Innanzitutto il mondo LGBTQI deve diventare più inclusivo: il rischio di raccontare una narrazione solo e sempre a se stessi o a chi già ti vuol bene e ti conosce è alto, e invece la narrazione deve essere aperta, rischiare di trovarsi di fronte mondi – anche all’interno dell’omosessualità e della transessualità – che restituiscono immagini e storie differenti da quelli della militanza maggioritaria. Temo che a volte insorga la tentazione di chiudersi o irrigidirsi. In un Paese in cui i gay sommersi soprattutto nei posti di potere istituzionale a ogni livello abbondano, e in cui la Chiesa cattolica pregava durante la pandemia per l’omoeresia (la brillantissima Cei), questo è un effetto di normale autoprotezione, ma bisogna stare vigili e – lo dico da militante a modo mio e da sostenitore inequivoco dell’associazionismo LGBTQI italiano – combatterlo dal di dentro.
In secondo luogo, il mondo delle persone e delle famiglie eterosessuali deve cominciare davvero a conoscere le realtà polivalenti degli orientamenti sessuali suscettibili di darsi nella Natura e nella Storia: un gruppo di magistrati un paio di anni fa ha visitato il carcere di Poggioreale e una collega poneva alla direttrice domande dalle quali si capiva che omosessuale, travestito, transessuale erano considerati una specie di ente unificato. E poi c’è la vergogna, che imperversa per ogni dove, ceto, censo, condizione. Signore e signori “perbene”, sveglia!

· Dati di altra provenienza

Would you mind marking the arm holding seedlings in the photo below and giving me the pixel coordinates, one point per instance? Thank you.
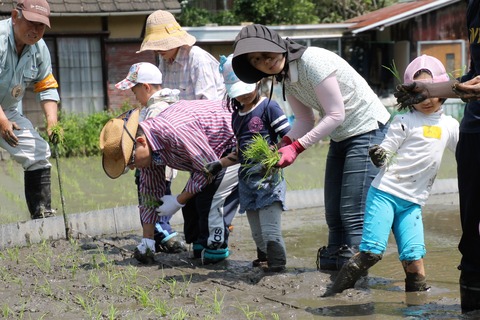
(378, 155)
(304, 133)
(211, 169)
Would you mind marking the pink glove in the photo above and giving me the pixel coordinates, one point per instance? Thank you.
(284, 142)
(289, 154)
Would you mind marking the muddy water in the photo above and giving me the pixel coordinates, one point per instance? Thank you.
(381, 295)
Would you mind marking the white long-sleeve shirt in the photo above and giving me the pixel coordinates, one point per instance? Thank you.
(417, 141)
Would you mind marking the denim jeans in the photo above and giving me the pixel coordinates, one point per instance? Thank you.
(348, 175)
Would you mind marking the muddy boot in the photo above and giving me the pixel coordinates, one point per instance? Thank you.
(276, 257)
(38, 193)
(261, 260)
(326, 260)
(352, 271)
(415, 282)
(344, 254)
(469, 291)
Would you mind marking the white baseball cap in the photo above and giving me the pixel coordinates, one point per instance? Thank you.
(142, 72)
(235, 87)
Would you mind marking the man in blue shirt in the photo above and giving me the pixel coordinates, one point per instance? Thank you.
(24, 61)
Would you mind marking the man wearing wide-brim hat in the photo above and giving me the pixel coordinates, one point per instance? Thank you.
(184, 66)
(185, 136)
(25, 62)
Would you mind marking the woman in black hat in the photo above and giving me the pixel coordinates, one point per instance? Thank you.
(315, 79)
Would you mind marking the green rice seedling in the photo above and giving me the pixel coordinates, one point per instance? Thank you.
(160, 307)
(112, 312)
(6, 311)
(217, 303)
(45, 287)
(251, 314)
(94, 279)
(393, 69)
(89, 306)
(181, 314)
(142, 296)
(44, 264)
(261, 157)
(13, 254)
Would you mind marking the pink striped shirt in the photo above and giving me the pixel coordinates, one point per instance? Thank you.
(185, 136)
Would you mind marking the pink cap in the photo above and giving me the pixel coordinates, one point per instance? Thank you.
(424, 62)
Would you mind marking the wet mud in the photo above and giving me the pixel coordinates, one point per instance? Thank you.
(96, 278)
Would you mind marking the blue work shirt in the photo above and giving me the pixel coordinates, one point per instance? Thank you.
(17, 73)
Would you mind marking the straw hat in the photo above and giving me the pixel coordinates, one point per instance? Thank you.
(162, 32)
(35, 10)
(116, 142)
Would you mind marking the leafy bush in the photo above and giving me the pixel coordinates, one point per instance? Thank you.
(81, 132)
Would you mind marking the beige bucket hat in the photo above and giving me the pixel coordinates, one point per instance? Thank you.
(162, 33)
(116, 142)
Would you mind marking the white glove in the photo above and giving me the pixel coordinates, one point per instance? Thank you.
(170, 206)
(146, 244)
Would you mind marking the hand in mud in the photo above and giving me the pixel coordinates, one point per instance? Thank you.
(211, 169)
(411, 93)
(378, 155)
(468, 90)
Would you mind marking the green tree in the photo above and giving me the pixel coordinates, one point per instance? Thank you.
(275, 12)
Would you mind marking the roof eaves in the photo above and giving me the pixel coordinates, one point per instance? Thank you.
(404, 16)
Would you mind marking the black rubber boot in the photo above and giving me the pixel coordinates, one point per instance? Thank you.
(469, 291)
(352, 271)
(326, 260)
(344, 254)
(38, 194)
(276, 257)
(261, 259)
(415, 282)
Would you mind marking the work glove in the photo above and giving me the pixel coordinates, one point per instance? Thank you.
(468, 90)
(289, 153)
(284, 142)
(146, 244)
(211, 169)
(170, 206)
(378, 155)
(54, 138)
(411, 93)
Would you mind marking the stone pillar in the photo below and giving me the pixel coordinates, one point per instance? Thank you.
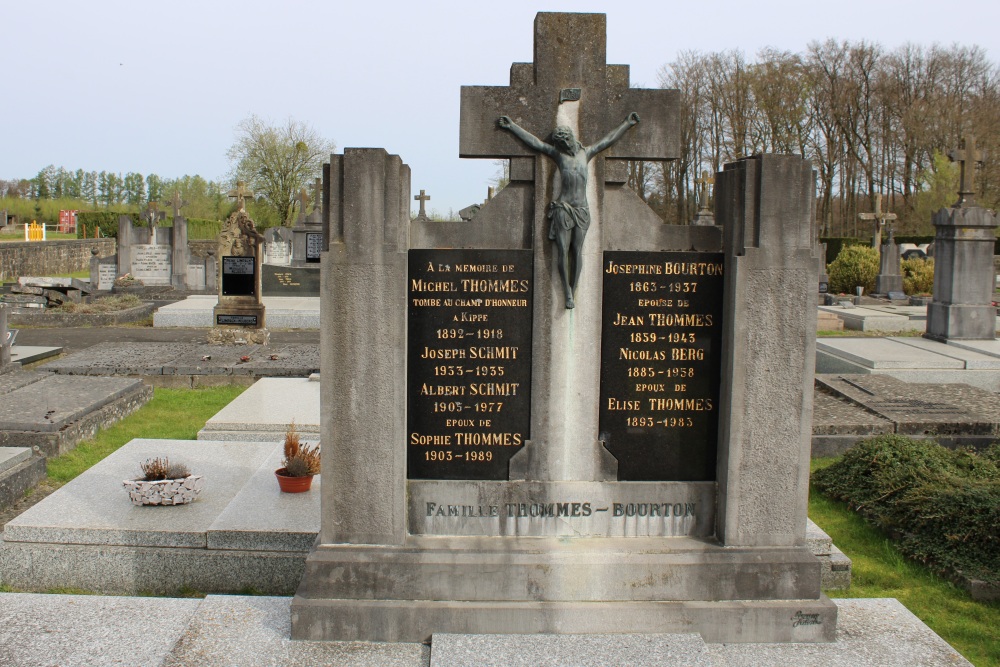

Se non siamo sinceri, curiosi, empatici, se non diamo la dignità dei nomi esatti alle realtà delle persone, a partire da noi stessi, avremmo solo leggi che incombono su una società incosciente.
Di una cosa ho sempre reso grazie a Dio – tra le altre – per la mia omosessualità: frequentare i locali gay, dove c’era di tutto, la Napoli bene, le campagne più sperdute, la provincia vesuviana e casertana, estetisti sontuosi e praticanti avvocati, travestiti in erba e ragazzi che si sentivano donne e cominciavano a percorrere una strada difficile. Quel “meticciato” mi ha insegnato a essere un po’ meno prevedibile e un po’ più libero.